Ver a bagagem ficar para trás ou, simplesmente, sofrer um cancelamento de voo há muito que deixou de ser um enigma. As regras europeias protegem os viajantes portugueses e garantem compensações em caso de imprevistos. Mas, e se tiver reservado um alojamento local e, sem aviso, se vir confrontado com um cancelamento em cima da hora ou, no limite, ninguém aparecer para lhe abrir a porta?
Foi o que aconteceu com Sara Quina. No final de janeiro, acabara de aterrar em Paris quando o telefone tocou. Era o serviço de clientes da Booking a avisar que o apartamento que reservara e pagara vários meses antes, afinal, não estava disponível. A expressão utilizada foi a de sempre: overbooking. Sara ficou sem quarto.

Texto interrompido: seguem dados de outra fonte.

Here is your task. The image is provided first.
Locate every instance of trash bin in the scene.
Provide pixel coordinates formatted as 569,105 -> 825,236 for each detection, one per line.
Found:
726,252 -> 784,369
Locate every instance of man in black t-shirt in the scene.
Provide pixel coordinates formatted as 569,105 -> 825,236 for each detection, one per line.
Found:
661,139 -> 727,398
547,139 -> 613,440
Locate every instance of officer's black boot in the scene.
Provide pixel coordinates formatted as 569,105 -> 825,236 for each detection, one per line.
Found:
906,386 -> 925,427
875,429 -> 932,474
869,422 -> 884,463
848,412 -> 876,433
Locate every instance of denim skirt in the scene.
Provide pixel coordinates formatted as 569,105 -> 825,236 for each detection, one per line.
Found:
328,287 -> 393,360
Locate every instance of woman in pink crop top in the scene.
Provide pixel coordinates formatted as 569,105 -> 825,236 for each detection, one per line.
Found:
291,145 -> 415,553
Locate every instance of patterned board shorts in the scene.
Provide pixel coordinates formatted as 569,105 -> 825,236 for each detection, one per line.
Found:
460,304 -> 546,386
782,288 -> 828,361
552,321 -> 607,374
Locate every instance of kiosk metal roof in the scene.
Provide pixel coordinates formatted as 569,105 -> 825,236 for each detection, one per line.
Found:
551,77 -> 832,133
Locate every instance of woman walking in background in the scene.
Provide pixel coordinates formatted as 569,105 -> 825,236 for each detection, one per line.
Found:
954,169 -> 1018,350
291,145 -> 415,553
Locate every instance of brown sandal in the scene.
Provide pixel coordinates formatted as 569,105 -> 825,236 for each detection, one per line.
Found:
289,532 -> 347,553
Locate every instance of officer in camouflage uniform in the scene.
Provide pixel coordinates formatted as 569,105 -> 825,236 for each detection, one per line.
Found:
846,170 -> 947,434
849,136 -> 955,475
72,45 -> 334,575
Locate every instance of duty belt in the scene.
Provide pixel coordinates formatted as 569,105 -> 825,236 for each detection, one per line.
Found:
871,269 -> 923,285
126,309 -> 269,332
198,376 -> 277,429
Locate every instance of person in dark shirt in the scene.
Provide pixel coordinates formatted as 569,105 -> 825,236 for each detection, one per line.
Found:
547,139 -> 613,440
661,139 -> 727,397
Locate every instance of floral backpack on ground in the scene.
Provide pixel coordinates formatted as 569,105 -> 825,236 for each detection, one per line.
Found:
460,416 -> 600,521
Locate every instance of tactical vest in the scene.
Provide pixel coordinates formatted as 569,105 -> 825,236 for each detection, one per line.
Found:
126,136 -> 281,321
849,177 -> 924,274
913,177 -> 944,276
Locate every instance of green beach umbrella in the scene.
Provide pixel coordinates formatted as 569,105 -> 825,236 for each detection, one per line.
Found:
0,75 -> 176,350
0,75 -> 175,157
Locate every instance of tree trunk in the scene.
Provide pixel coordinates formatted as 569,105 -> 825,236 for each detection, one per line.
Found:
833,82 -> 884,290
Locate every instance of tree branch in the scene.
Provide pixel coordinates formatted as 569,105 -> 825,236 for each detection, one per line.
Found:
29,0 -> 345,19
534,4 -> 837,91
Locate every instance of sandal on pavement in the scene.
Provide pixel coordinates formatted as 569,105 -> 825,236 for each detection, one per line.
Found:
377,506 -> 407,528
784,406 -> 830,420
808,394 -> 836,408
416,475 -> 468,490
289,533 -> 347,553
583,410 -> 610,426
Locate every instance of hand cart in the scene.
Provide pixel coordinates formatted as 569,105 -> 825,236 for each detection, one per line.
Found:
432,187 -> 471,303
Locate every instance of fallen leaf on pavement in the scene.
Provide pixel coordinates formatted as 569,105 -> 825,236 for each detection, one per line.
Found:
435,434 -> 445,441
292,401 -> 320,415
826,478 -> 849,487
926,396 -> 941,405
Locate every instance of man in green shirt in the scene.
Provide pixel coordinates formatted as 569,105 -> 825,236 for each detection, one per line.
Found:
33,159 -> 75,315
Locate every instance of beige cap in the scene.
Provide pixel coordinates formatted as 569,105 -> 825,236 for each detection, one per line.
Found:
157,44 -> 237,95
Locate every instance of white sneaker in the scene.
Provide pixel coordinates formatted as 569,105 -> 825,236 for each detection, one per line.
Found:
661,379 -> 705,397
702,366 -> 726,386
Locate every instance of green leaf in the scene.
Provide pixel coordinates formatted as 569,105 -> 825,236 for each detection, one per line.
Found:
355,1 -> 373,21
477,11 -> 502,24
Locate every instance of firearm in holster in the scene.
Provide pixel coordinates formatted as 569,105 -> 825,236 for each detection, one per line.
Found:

Antes de percebermos o que aconteceu com Sara e a família, importa dizer que não existe uma legislação específica do alojamento local que funcione como mecanismo de salvaguarda dos clientes em caso de cancelamento por parte dos proprietários de um alojamento. Em todo o caso, ser-se confrontado com um overbooking, ou cancelamento de uma reserva por parte do proprietário, em cima da hora, não tem de ser sinónimo de impunidade.
“Os mecanismos de tutela dos direitos dos hóspedes terão, para cada caso, de ser encontrados nas normas relativas aos contratos de locação e/ou de prestação de serviços, bem assim como nas práticas que têm vindo a ser adotadas pelos empreendimentos turísticos (as quais, por seu turno, estão, na sua maioria, em consonância com a tutela prevista no direito civil para as situações de incumprimento contratual por parte do obrigado à prestação)”, refere ao Dinheiro Vivo, Leonor Martins Machado, advogada da Morais Leitão e Associados.
Os especialistas lembram que as unidades de alojamento “foram legalmente autonomizadas do conceito de empreendimentos turísticos, embora nos pareça que as referidas práticas possam ser aplicadas às unidades de alojamento local dada a similitude da atividade comercial desenvolvida pelos empreendimentos turísticos e pelas unidades de alojamento local (pelo menos quando exista uma exploração comercial com caráter de regularidade e quando, para além do uso do imóvel, estejam associados outros serviços típicos de hotelaria, como a limpeza de quartos, serviço de transporte, etc)”.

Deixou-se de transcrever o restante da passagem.